Newsroom

January 27, 2004

Article Chronicles 20 Years of Organ Sharing in the United States

Over the nearly fifty-year history of organ transplantation, efficient use of donated organs has become increasingly vital to meet the needs of people with organ failure. The Mar. 15 issue of the journal Transplantation includes an overview article, "The Organ Center of the United Network for Organ Sharing and Twenty Years of Organ Sharing in the United States," which describes the evolving process of organ placement nationwide.

The article outlines seminal developments from the early preservation and sharing of donated kidneys in the 1960s through the founding and ongoing development of the UNOS Organ Center.

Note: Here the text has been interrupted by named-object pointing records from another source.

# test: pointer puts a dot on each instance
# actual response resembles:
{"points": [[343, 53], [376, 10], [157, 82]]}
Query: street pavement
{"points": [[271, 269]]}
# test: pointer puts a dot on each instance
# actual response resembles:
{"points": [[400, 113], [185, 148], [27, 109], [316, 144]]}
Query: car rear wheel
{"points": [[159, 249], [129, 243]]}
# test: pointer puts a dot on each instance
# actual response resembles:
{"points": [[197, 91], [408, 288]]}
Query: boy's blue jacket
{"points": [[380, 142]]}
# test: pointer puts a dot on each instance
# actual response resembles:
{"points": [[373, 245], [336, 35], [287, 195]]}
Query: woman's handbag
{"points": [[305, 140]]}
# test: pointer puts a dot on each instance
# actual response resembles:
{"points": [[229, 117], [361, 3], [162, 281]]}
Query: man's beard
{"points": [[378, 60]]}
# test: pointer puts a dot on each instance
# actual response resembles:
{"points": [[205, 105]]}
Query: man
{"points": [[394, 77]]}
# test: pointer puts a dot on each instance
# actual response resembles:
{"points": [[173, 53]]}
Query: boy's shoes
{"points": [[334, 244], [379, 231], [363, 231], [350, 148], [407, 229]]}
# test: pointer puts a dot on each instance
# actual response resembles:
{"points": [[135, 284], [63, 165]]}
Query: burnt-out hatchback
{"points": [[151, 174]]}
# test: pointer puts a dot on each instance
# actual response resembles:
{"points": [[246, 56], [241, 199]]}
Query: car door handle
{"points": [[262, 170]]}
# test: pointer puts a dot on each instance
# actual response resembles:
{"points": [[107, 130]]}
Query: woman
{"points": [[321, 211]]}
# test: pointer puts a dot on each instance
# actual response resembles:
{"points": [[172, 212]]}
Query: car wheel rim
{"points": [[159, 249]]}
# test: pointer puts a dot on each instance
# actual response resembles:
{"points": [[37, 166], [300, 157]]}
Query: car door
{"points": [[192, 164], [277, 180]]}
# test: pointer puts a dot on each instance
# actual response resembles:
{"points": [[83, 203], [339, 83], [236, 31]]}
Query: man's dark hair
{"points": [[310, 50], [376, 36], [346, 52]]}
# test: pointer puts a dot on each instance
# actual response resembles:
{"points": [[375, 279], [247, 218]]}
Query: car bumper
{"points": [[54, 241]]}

The authors of the article at UNOS include those who have lived the history: Chris Williams, director of technology services (who joined UNOS in 1988), Jim Creger, quality manager, Organ Center (who joined in 1982), Matthew Belton, quality management specialist (1999), Roger Brown, manager, Organ Center (1995), Judy Martin, manager, Organ Center (1990) and H. Myron Kauffman, M.D., physician-researcher (1993). Dr. Kauffman, a transplant surgeon who began practice in the 1960s, remembers the contributions of countless other transplant professionals, too numerous to mention in the manuscript, who were integral in the development of a national organ sharing system. Other co-authors, all of whom were active in the development of UNOS and the Organ Center, include Mark A. Hardy, Columbia University, New York; John C. McDonald, Louisiana State University, Shreveport; and G. Melville Williams, Johns Hopkins Hospital, Baltimore.